Alte Hasen und ein Balkon (Ausgabe 19/3)
Nach der konstituierenden Sitzung des Deutschen Bundestages ist es in dieser Berliner Woche vergleichsweise ruhig. In der Deutschen Parlamentarischen Gesellschaft wird zwar heftig gestritten und gefeilscht um Jamaika, aber auf den Gängen im Bundestag geht es ruhig zu. Immer noch sind die neu in den Bundestag eingezogenen Abgeordneten damit beschäftigt, ihre Büros zu beziehen, und der eine oder andere hat noch nicht einmal eines zugeteilt bekommen.

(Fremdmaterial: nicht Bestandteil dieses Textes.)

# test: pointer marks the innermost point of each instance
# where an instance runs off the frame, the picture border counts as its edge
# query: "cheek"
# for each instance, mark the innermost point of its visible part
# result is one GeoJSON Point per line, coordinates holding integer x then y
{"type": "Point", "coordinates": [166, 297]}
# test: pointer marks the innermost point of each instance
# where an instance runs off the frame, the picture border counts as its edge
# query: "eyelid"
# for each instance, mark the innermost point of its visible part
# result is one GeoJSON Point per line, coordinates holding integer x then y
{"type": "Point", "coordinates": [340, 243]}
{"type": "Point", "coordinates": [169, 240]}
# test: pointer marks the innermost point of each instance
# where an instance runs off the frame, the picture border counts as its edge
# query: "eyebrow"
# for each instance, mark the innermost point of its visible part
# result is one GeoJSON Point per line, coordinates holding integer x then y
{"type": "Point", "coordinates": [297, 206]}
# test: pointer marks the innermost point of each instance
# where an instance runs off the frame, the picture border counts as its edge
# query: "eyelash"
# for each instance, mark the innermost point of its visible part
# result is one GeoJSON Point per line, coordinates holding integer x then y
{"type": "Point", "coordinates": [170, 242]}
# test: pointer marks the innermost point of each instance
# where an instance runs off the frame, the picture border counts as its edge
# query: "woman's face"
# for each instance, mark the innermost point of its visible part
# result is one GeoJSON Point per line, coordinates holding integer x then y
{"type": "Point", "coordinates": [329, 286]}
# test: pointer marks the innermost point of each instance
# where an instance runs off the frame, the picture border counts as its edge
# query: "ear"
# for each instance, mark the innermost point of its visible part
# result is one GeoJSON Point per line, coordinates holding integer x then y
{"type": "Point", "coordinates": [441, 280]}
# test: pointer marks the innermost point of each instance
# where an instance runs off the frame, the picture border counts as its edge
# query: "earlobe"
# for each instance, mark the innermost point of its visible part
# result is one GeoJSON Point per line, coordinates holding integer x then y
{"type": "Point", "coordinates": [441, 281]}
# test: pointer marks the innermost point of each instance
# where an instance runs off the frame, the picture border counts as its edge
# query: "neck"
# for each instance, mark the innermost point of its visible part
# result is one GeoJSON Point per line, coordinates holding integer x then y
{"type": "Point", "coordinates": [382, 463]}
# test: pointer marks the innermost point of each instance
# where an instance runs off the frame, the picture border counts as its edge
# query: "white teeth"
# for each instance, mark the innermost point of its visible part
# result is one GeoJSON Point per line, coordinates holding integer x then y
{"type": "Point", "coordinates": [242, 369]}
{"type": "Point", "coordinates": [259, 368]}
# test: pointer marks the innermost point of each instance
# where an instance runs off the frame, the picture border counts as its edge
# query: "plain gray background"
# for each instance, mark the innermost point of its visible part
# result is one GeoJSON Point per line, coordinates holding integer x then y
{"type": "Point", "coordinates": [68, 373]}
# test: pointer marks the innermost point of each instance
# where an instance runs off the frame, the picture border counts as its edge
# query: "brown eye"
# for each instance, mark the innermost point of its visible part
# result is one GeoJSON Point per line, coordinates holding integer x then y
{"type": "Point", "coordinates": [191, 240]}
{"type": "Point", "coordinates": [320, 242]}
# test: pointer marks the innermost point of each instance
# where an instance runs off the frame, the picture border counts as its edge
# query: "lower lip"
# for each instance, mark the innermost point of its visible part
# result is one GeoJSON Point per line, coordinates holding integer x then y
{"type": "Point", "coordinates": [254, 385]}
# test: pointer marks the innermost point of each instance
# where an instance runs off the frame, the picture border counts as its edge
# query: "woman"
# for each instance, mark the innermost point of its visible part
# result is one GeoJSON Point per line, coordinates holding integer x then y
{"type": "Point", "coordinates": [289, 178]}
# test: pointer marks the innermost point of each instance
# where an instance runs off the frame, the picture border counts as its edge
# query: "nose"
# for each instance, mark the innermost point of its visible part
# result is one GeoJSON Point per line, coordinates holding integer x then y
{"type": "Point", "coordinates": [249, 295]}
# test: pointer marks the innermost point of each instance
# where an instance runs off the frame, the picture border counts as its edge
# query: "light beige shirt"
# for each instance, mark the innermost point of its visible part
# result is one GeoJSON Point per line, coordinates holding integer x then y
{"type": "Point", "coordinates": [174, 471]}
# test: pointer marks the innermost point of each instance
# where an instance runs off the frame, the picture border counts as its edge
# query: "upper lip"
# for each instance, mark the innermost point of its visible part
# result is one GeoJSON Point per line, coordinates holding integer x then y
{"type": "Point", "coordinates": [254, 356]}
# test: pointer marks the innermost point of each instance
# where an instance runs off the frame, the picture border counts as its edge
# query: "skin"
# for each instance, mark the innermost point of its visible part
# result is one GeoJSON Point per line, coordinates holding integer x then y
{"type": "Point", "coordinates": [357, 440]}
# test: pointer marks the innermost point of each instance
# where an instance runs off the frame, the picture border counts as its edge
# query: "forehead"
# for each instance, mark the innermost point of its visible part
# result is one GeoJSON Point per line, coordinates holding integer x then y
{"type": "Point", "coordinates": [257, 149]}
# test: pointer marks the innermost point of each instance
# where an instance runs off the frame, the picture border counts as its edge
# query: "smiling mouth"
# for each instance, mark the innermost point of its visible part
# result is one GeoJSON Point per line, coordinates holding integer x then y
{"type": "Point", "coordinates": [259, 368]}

So war es bei mir vor acht Jahren auch gewesen.
Berlin - Letzteres liegt daran, dass die größere Anzahl an Abgeordneten in dieser Wahlperiode die Verwaltung vor ein Raumproblem stellt. Denn jeder Abgeordnete hat den Anspruch auf ein eingerichtetes Büro am Sitz des Bundestages in einer Größe von derzeit 54 Quadratmetern für sich und seine Mitarbeiter, einschließlich Kommunikationsgeräten und Möblierung. Schon in der Vergangenheit war die Raumsituation angespannt. Nun müssen neue Gebäude angemietet und möbliert werden. Das braucht alles seine Zeit. Bis dahin müssen sich so manche Kolleginnen und Kollegen die neuen Büroräume teilen. Auf dem Gang, auf dem meine drei zusammenhängenden Büroräume liegen, in der dritten Etage des Paul-Löbe-Hauses, gleich gegenüber dem Kanzleramt, gibt es keine Veränderungen - alles "alte Hasen".

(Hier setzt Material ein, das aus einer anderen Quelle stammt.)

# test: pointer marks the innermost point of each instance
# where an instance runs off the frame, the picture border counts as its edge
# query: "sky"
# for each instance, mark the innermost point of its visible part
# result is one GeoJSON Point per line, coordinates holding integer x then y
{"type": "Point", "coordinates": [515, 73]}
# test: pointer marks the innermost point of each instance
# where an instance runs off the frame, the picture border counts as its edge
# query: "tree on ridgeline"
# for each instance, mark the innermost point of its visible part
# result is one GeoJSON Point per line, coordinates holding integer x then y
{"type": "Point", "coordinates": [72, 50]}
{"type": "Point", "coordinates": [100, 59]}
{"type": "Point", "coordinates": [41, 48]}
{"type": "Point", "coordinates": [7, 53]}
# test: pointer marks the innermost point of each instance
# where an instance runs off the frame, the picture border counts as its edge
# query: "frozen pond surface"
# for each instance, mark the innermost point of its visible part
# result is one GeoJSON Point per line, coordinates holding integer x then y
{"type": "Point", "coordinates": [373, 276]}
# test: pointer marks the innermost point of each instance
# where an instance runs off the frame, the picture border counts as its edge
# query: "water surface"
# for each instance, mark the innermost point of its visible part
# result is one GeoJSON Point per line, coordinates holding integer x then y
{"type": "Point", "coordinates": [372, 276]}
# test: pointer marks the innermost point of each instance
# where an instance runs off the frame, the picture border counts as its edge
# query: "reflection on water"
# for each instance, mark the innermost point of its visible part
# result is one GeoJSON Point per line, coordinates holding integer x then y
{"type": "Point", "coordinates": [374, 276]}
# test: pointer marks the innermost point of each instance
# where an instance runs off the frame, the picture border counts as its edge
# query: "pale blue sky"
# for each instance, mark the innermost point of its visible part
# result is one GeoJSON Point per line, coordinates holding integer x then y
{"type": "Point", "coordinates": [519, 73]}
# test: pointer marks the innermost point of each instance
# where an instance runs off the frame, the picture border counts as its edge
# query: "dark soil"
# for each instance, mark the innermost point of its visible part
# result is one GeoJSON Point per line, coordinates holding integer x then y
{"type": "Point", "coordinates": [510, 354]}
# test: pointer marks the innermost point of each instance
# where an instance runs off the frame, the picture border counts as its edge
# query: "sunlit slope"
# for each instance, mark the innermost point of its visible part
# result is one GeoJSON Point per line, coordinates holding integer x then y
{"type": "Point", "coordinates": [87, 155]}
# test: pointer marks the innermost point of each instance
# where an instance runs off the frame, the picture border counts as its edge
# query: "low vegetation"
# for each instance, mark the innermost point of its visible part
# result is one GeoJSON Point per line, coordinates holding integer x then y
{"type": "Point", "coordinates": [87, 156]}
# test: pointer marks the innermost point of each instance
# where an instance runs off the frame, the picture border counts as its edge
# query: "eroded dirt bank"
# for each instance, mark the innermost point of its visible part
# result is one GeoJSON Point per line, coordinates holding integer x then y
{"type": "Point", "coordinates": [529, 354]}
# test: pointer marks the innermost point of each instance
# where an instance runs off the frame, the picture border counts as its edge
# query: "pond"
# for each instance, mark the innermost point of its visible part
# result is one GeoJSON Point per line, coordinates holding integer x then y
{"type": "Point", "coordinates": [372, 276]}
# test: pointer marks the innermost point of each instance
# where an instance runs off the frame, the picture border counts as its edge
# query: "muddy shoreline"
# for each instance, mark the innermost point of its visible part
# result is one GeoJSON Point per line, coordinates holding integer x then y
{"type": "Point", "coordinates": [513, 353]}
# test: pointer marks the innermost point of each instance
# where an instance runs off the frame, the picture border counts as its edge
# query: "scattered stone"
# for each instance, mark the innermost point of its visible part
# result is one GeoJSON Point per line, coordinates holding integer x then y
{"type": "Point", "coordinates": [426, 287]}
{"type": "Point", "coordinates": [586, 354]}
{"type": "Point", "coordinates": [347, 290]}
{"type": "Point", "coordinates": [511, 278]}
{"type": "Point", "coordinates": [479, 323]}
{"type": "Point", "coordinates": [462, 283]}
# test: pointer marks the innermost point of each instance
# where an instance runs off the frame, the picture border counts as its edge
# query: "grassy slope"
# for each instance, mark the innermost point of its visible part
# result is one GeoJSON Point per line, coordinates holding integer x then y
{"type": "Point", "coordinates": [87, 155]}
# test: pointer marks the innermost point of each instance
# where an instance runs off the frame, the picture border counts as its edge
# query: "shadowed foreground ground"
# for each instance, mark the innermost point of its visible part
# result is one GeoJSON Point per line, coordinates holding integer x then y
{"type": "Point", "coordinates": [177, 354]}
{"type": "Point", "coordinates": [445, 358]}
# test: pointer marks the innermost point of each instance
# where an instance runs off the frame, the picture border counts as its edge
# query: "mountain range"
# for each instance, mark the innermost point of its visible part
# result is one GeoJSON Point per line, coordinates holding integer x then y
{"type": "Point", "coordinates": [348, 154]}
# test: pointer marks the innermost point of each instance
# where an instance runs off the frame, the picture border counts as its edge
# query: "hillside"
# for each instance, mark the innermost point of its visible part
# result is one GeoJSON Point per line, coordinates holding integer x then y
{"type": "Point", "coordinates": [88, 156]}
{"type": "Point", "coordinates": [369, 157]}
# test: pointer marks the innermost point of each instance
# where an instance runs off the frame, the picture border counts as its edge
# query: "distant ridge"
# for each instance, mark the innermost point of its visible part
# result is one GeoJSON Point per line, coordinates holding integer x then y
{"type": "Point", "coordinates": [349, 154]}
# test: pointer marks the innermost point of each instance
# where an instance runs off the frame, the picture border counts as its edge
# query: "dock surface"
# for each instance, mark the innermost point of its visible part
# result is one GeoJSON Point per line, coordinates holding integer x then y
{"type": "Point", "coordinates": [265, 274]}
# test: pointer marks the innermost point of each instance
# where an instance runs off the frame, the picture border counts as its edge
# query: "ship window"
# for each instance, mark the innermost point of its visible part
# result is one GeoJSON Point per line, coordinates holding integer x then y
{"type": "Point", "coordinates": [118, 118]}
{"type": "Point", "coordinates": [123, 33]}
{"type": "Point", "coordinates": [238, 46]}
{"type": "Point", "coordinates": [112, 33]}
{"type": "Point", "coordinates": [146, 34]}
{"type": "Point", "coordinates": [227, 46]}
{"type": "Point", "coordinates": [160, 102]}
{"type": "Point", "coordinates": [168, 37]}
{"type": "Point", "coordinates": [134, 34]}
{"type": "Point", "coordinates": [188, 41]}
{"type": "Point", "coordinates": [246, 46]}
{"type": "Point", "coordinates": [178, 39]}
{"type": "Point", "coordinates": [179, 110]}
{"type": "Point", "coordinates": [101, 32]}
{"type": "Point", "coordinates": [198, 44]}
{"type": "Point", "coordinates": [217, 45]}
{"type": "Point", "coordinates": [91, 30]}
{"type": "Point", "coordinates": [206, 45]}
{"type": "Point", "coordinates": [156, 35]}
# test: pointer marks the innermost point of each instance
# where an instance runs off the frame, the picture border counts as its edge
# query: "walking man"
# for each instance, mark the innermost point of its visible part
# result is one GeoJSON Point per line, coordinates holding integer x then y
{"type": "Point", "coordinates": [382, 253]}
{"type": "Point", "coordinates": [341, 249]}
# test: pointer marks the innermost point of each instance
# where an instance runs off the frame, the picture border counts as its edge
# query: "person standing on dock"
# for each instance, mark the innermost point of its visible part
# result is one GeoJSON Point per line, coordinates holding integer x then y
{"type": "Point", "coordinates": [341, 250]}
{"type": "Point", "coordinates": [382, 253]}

Und doch ist das neue, buntere Leben im Parlament bereits spürbar. Die konstituierende Sitzung hat eine deutliche Botschaft ins Land gesandt: Die neue, 19. Legislaturperiode soll lebhafter und spannender als die vergangenen vier parlamentarischen Jahre werden, quasi Politik mit Entertainmentcharakter. Dass ist nicht schlimm, sondern gut, denn ein höheres Interesse an der Arbeit der Abgeordneten bedeutet in erster Linie, dass eine größere Anzahl von Menschen erreicht wird. Nehmen wird die Bilder vom Balkon der Parlamentarischen Gesellschaft, auf dem sich die möglichen Koalitionspartner in den vergangenen Tagen öfter haben sehen lassen – sie sind in aller Munde.

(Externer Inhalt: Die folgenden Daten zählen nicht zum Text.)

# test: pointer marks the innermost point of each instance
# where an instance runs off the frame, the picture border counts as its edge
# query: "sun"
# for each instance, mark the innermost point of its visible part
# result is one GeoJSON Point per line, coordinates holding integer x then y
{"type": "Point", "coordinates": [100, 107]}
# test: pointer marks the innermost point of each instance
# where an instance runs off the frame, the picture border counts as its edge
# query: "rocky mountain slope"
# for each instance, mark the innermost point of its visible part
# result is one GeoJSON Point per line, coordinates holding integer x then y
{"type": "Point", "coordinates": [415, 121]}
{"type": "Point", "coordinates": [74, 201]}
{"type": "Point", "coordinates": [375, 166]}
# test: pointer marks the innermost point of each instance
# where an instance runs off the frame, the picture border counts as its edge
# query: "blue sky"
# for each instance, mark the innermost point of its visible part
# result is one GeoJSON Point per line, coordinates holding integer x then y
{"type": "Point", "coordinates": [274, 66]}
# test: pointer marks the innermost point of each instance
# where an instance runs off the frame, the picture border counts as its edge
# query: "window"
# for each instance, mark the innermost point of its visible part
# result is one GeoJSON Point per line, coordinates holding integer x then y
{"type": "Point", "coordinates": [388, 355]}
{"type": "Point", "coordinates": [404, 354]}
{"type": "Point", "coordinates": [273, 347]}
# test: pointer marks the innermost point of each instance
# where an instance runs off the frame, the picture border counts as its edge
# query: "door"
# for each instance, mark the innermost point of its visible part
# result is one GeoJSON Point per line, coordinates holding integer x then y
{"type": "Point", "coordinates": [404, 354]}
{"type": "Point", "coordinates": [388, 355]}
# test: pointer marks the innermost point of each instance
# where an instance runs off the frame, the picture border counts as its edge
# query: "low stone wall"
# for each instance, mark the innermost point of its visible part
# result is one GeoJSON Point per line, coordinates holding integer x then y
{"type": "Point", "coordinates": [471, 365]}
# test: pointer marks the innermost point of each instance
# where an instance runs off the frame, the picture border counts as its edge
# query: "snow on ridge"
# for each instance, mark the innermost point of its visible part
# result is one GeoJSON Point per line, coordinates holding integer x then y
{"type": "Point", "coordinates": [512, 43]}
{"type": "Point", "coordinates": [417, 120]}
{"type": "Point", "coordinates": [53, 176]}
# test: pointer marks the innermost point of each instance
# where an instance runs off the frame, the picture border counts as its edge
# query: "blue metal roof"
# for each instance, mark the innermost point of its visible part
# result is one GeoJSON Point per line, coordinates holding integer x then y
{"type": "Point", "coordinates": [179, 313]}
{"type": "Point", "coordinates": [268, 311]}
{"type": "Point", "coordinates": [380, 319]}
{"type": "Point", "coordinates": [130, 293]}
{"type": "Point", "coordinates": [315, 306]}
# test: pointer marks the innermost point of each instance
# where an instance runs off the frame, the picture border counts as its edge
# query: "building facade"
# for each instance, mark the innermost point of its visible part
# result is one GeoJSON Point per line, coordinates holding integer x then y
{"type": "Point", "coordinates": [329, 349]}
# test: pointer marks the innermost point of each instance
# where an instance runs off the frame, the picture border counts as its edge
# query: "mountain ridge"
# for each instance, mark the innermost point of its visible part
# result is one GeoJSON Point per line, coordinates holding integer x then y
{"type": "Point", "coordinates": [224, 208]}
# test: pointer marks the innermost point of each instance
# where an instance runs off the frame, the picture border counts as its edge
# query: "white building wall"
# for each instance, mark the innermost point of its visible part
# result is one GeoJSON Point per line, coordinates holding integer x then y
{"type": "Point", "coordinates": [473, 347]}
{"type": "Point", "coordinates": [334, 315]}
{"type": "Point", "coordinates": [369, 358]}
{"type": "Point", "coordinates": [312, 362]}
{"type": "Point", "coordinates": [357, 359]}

Aber was ist das eigentlich für ein Balkon? Er gehört zum ehemaligen Reichstagspräsidentenpalais, einem in vielerlei Hinsicht historischen Ort. Das Gebäude neben dem Bundestag ist Sitz der Deutschen Parlamentarischen Gesellschaft (DPG), beherbergt einen eingetragenen Verein. Mitglied kann nur werden, wer im Bundestag, im Europaparlament oder in einem Landtag sitzt oder saß. Die DPG sieht sich selbst als einen fraktionsübergreifenden, parlamentarischen Club, also als einen neutralen Ort. Somit ein guter Platz, um unterschiedliche Positionen zu vereinen, das haben schon vorherige Koalitionen bewiesen. Nach den Bundestagswahlen im Jahr 2005 und im Jahr 2013 traf man sich hier ebenfalls für Sondierungsgespräche. Zweimal kam dabei eine große Koalition heraus.